OMAHA, Neb. — Who says you can’t be smart and pretty? Vanderbilt is sitting real pretty in its second-ever trip to the College World Series.
The first team to 2-0 in Omaha after Monday’s 6-4 win against UC Irvine, the Commodores don’t play again until Friday (winners’ bracket), now waiting for the victor of Wednesday’s Texas-UC Irvine matchup (elimination bracket).
That winner will have to beat Vandy twice to keep the Commodores out of the championship series.
Vanderbilt is a win away from playing for a national championship. Chew on that for a second, the national championship.
Know how many national championships Vanderbilt (48-19) currently owns? One more than the number of athletic departments it has. The lone NCAA title in school history came in 2007 — courtesy of the school’s bowling team.

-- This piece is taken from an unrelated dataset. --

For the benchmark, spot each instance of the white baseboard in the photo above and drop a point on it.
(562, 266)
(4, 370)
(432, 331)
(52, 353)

Vandy doesn’t even have an athletic department, for the love of country music.
Promising prospect — and fast worker — Walker Buehler kept the light on those hopes bright against the Anteaters. After another lackluster performance from starting ace Tyler Beede, the sophomore didn’t have time to scratch and sniff on the hill. He just got outs.
Buehler’s final line: 5 1/3 innings, no hits, two walks and seven strikeouts to improve to 12-2.
"He pitched like a first-rounder waiting to happen," UC Irvine coach Mike Gillespie said. "I’m going to be Buehler’s agent."
Buehler got the victory behind the offensive help of center fielder John Norwood, who tallied the go-ahead sacrifice fly (with Vandy trailing 4-2 at the time) and then an insuring RBI single.
But Beede has to be better. He was the 14th pick in the recent Major League Baseball Draft, a good number that will produce a big-dollar figure. His numbers in the last three outings: Digits that would make the Giants holler for giving him that many dollars.
Beede nearly got beaten by the Anteaters Monday night at TD Ameritrade Park, a third straight bad outing in a really big game with really bad command.
Spotted a 2-0 lead, he was all over the place and out of the game before the fourth inning ended. He pitched 3 2/3 innings and allowed three hits and four earned runs. He struck out four, but walked three and hit three batters.
Of Beede’s 71 pitches … 35 were balls.
In the Nashville Super Regional against Stanford, the junior had been roughed up, as well. After three scoreless innings against the Cardinal, he gave up two runs in the fourth inning and four in the fifth — all earned. He hit three batters, threw a wild pitch and walked four.
Things went sour in an SEC Tournament loss to Ole Miss, with Beede allowing three earned runs on three hits. Of equal relevance, he walked five and hit two batters in a 7-2 defeat.
After breezing through the first inning on Monday, it happened again to Beede.
"I think it’s a situation where you end up like that and you start steering the ball a little bit and the ball gets away from you and you try a little bit harder," Vanderbilt coach Tim Corbin said. "I think all pitchers have been there. It’s not an easy thing."
Beede can be really good. In the regional opener against Xavier, he struck out 14 and gave up four hits over eight innings. But it’s been more bad than good of late.
It’s not the 3.80 ERA and 8-7 record scouts salivate over, it’s his stealth fastball and commanding changeup. Lately though, he’s been commanded.
Beede bit his glove Monday before walking off the mound. The MLB’s Giants were surely biting their fingernails.
You have to assume he is going to have one of those Xavier games and blow the doors off of somebody. That performance is just brooding in the pot, a recipe for a remarkable run.
"I always think that when Tyler pitches," Corbin said.
Dansby Swanson had been called "Darby" by the press conference moderator after Saturday’s CWS win against Louisville.
But at this rate, he’ll be called, College World Series MVP.
Swanson went 2 for 5 with a pair of RBIs Saturday. On Monday, the Commodores second baseman raised the bar, going 3 for 5 with a pair of doubles, two runs and a stolen base. His first-inning walk produced the game’s first run and after Beede imploded, he led off a three-run 5th with his 26th double of the season.
An inning later, Swanson’s doubled tied the school record.
Swanson is 5 for 10 in Vanderbilt’s two wins. Against UC Irvine, he barely missed the first home run of the CWS — a rocket shot just under the yellow stripe in the 335-foot left-field corner. At Vandy’s stadium (310 feet at that spot), it would have been Swanson’s fourth home run of the season.
"I knew I hit it well," Swanson said. "I knew I should have done those push-ups last night."
That 10 was a bases-loaded rocket right at third baseman Taylor Sparks that nearly drove in a couple.
Brooding in the pot is a very special few days if Vandy — young Vandy — keeps its anchor down.